= Janelle Asselin =

American comic book editor and writer

Janelle Asselin is an American comic book editor and writer, known for creating the now-defunct publishing company Rosy Press. As of 2023, Asselin works as an editor for American Girl and resides in Madison, Wisconsin.

==Personal life==
Asselin was born on April 10, 1983, and grew up in Malvern, Iowa, where she attended Malvern Community Junior Senior High School. She later attended Southern New Hampshire University, where she graduated in 2009 with a bachelor's degree in English, and went on to receive a Master's of Science degree in Publishing in 2011 from Pace University.

Asselin has suffered from health issues such as Ehlers–Danlos syndrome and fibromyalgia.

==Early career==
Asselin began working for Newsarama as a pop culture reviewer and eventually moved to Fangoria Graphix, where she performed various tasks such as proofreading and designing layout. After leaving Fangoria Graphix Asselin worked as a line editor and briefly returned to Newsarama before gaining employment with DC Comics in 2008. While at DC Comics Asselin worked on titles such as Batman, Batgirl, and Birds of Prey before leaving to work for Disney Publishing in 2011. Asselin later stated in 2017 that she left DC due to sexual harassment from a fellow employee, Eddie Berganza, and the company's response to complaints filed by her and other female employees.

Asselin was laid off from Disney Publishing in 2013, after which she began investigating the possibility of creating her own publishing company, Rosy Press. Asselin also worked as a senior editor part-time at ComicsAlliance.

=== Hire This Woman ===
Janelle Asselin created "Hire This Woman" while writing for ComicsAlliance. "Hire This Woman" features a female comic artist or writer in order to help promote talented woman in the comic industry. "Hire This Woman" includes women that are up-and-coming newcomers along with more experienced women in the comic industry. Asselin hoped by creating this feature on ComicsAlliance she would be able to help women find more jobs in the comic book industry. Women featured in these articles include Marguerite Sauvage, Janine Frederick, and Aubrey Aiese. Women interviewed by Janelle Asselin were comic book writers, artists, letterers, colorists, cartoonists, and many more careers in the industry.

=== Teen Titans #1 cover review ===
In 2014 Asselin published an editorial piece on comic book and pop culture website CBR, criticizing the cover artwork of the first issue of DC's The New 52 Teen Titans relaunch, specifically highlighting the artwork for Wonder Girl. Asselin criticized the work for what she saw as an unrealistic portrayal of a teenage female body and that Wonder Girl's was drawn inappropriately and disproportionally. After the piece was published, Asselin received multiple threats of rape and other bodily harm as well as derogatory sexual remarks questioning her professionalism and experience in the comic book industry. In response to these threats as well as content that site founder Jonah Weiland described as "a negativity and nastiness that has existed on the CBR forums for too long", the site's forums were closed in favor of a new forum that he hoped would be "inclusive, diverse, accepting and compassionate".

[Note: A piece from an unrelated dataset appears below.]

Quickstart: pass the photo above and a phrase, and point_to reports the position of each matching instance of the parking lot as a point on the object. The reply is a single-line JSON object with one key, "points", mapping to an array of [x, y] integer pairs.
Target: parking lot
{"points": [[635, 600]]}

===Rosy Press and Fresh Romance===
Asselin launched Rosy Press with the hope that she would be able to revive the genre of romance comics. The company and its flagship anthology series, Fresh Romance, was funded via a successful Kickstarter campaign. Asselin recruited several of her colleagues to work on the series, including Kate Leth, Arielle Jovellanos, and Sarah Winifred Searle. The first volume of Fresh Romance was released in May 2015 as digital content and was followed up with a print release by Oni Press in 2016. Prior to her announcement in 2016 that she was shuttering Rosy Press due to personal health issues and financial reasons, the Fresh Romance anthology series received nominations for a Dwayne McDuffie Diversity Award and a Harvey Award for Best Anthology.

In November 2016 the Fresh Romance series was picked up by Emet Comics, which also purchased Rosy Press.

After working in marketing for a few years, Asselin was hired as an editor for American Girl, where she has been ever since. She also works as a professional genealogist.